Why Is Screwfix Website So Slow? Here Are The Reasons

Screwfix is one of the largest retailers of trade tools and hardware in the United Kingdom. It is part of Kingfisher PLC which owns over 1400 stores and employs over 80,000 people in over 10 countries

A speed report from Lighthouse paints a rather grim picture and scores Screwfix website 8.6 seconds on the speed index (SI), and 57 on Performance.

There are many reasons why the Screwfix website is so slow. This includes:

  • Bloated JavaScript files
  • Unused CSS files
  • Slow server
  • Large DOM size

Let’s look at each of these reasons and identify potential ways that Screwfix can make their website load faster.

But before we do that, a quick word about our website - we are a free email alert service that sends out notification any time your website is loading very slowly (often due to heavy traffic, or poor scripts). If you have a website, consider setting up an alert so that you can fix issues before they become major. 

Bloated JavaScript files

Screwfix uses a lot of JavaScript to run the website. However, loading them all from one source could slow up the performance of the website. Screwfix can avoid this by splitting the code into smaller files. This way, you only load files that are necessary.

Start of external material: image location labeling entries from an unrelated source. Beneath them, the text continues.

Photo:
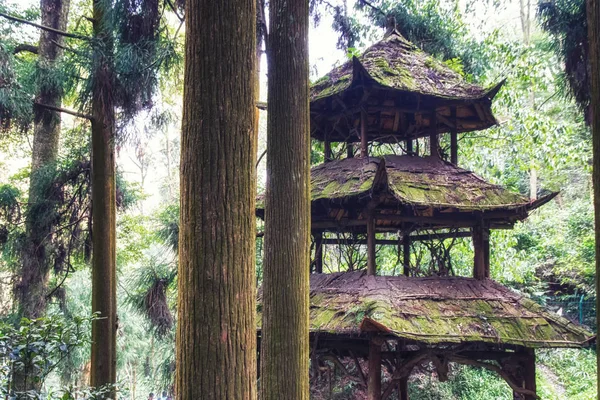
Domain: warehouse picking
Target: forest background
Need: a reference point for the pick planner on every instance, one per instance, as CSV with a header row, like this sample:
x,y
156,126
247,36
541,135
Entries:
x,y
542,144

The Screwfix website can be as much as 5.7 seconds faster by adopting this technique.

Unused CSS files

Screwfix uses CSS files to load the styling elements for the website. However, this file contains a lot of unused scripts that can be slowing down page loading by as much as 0.15 seconds. Code splitting may help avoid this issue.

Slow server

According to the Lighthouse report, a slow server may be contributing to nearly 1.01 seconds of additional loading time. In addition to upgrading the server hardware and database systems, Screwfix should also look into the server’s application logic to prepare pages faster.

Large DOM size

The Screwfix website takes close to 2.4 seconds to evaluate all the scripts, parse them, compile, and render them. This can be minimized by minimizing the main-thread work.

They may also look at reducing the number of nodes in the DOM. In simpler terms, you need to make sure that the main HTML code is smaller and has fewer nodes. I have explained this in greater detail in this article about DOMContentLoaded.